Her dancing career evolved almost exclusively within Ballet Rambert (later Rambert Dance Company), Britain's first repertory ballet company, founded in 1920 after two seasons at the Lyric Theatre, Hammersmith. She became a student with Marie Rambert in 1928 and danced in the company's first seasons, for which Ashton, Tudor and Andree Howard made ballets. Mermaid, choreographed collaboratively by Howard and Susan Salaman in 1934, to music by Ravel, gave Schooling her first original solo role, as the Bride.

She could claim to have been the inspiration for Ninette de Valois' Bar aux Folies-Bergere the same year, which took Manet's painting as its starting point and had a scenario by Marie Rambert's husband, the dramatist Ashley Duke. Schooling bore a distinctive resemblance to Manet's barmaid, which prompted the idea of a ballet in Duke's mind. "Ashley used to chuck her under the chin whenever he passed her and say, `There goes Manet's Fille au Bar'," Marie Rambert wrote in her autobiography Quicksilver. The ballet, to music by Chabrier, was well received, but de Valois insisted on the more experienced Pearl Argyle as the barmaid. Schooling, however, got her chance later in this central role, becoming, according to Marie Rambert, a very convincing interpreter.

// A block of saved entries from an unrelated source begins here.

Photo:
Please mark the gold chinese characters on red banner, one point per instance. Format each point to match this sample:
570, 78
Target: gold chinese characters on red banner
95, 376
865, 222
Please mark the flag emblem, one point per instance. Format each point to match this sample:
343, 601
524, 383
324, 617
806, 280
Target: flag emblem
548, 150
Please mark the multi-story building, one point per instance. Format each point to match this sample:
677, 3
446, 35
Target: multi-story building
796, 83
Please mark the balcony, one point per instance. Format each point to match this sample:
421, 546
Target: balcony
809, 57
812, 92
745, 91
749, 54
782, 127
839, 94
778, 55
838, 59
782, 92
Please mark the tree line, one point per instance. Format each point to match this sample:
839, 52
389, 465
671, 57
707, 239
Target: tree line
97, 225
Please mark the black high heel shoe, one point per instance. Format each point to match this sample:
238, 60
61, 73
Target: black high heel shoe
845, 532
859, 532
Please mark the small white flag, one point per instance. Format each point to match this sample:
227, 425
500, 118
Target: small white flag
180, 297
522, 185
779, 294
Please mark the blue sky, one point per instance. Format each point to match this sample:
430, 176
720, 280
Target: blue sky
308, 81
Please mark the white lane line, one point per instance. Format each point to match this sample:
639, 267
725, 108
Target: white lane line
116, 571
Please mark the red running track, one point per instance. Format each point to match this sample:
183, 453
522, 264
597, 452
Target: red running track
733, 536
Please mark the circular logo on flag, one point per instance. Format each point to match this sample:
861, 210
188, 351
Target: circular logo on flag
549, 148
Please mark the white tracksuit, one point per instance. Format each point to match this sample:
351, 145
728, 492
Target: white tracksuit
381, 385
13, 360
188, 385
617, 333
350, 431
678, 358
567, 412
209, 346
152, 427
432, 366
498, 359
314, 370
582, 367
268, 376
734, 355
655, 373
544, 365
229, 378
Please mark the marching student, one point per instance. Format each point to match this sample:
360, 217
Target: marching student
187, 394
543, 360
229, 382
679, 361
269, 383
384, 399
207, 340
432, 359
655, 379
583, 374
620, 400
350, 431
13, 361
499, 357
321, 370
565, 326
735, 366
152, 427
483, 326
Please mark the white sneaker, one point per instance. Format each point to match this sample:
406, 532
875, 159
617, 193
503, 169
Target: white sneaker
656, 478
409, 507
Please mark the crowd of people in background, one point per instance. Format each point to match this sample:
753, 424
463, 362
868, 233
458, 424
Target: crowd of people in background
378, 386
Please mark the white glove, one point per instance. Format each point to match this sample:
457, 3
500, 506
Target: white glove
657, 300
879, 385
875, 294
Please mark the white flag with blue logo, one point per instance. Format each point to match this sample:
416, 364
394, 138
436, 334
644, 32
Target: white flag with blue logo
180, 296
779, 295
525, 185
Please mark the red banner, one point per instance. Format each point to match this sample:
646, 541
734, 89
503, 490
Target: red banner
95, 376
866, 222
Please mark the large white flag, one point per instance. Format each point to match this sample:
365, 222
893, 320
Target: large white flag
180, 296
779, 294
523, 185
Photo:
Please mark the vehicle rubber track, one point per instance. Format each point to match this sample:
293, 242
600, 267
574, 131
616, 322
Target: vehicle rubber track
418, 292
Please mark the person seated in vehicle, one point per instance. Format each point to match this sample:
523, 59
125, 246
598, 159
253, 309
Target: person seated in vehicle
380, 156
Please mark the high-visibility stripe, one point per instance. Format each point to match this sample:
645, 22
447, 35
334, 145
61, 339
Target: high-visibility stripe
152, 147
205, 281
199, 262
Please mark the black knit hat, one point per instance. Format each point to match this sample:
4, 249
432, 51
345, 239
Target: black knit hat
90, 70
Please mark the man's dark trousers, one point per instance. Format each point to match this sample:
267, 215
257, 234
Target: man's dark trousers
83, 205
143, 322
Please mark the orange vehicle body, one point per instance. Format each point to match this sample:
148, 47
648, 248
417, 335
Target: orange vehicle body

It was not long before she had a succession of parts made on her. She was cast in other ballets by Howard, among them an Ugly Sister in Cinderella (opposite the choreographer as the other sister) in 1935 and the Little Girl in the Carnival of the Animals in 1945. She was one of the original soloists in Tudor's Suite of Airs, premiered in 1937 on BBC television before being taken into the Rambert repertory. Tudor also featured her prominently in several of his existing ballets: as Hebe in The Descent of Hebe; Caroline in Jardin aux Lilas; Venus in Judgement of Paris; and the French ballerina in Gala Performance. Similarly, Ashton chose her to take on many of Alicia Markova's roles in his ballets, such as the Polka and Debutante in Facade, the Etoile in Foyer de Danse, and Marguerite in Mephisto Valse.

She danced the first ballets of Frank Staff, a fellow Rambert dancer whom she married. An upbeat trio called The Tartans (1938), to music by Boyce, was a new version of a ballet by Ashton and, Rambert noted in Quicksilver, "Elisabeth Schooling was very fetching in her Scots Grey hat and kilt, with Staff and (Walter) Gore as her partners - a most delicious suite of dances." Czernyana (1939) used Czerny's piano exercises for a series of dances caricaturing different kinds of ballet; Schooling's dance was a witty and subtle solo called "Presque Classique". Czernyana became such a hit that Staff choreographed a sequel, Czerny 2 (1941), in which he gave Schooling another solo, "Presque Jazz". An amalgam of the most popular numbers from both ballets remained in Ballet Rambert's repertory for a long time, under the original title Czernyana.

Schooling left Ballet Rambert on only two occasions: the first time during the Second World War, when the company closed for 18 months and she danced in Tales of Hoffmann at the Strand Theatre; the second, in 1945-46, when she danced seasons of The Glass Slipper at the St James's Theatre and in between toured South Africa with Staff. She and Staff returned to Ballet Rambert for its 1947-48 trip to Australia, after which she retired from performing.

She was much respected as a memory-bank of choreography and consequently enjoyed a parallel career as a producer and coach for revivals. As far back as 1935 Ashton turned to Schooling when he mounted his Facade for the Vic-Wells Ballet (the company which grew into the Royal Ballet). Ashton, like many choreographers, could not remember the steps in detail and asked Schooling to teach the Vic-Wells dancers.

The Rambert company was also indebted to her in reviving ballets, as was Rudolf Nureyev for coaching him in Nijinsky's L'Apres-midi d'un faune, a ballet with which he became closely identified.

Schooling found a happy life in Devon following her second marriage to a farmer, Michael Chaplin.

Nadine Meisner

Elisabeth Schooling, dancer, producer and teacher: born London 1915; married first Frank Staff (one son; marriage dissolved), second Michael Chaplin; died Exeter 22 June 1998.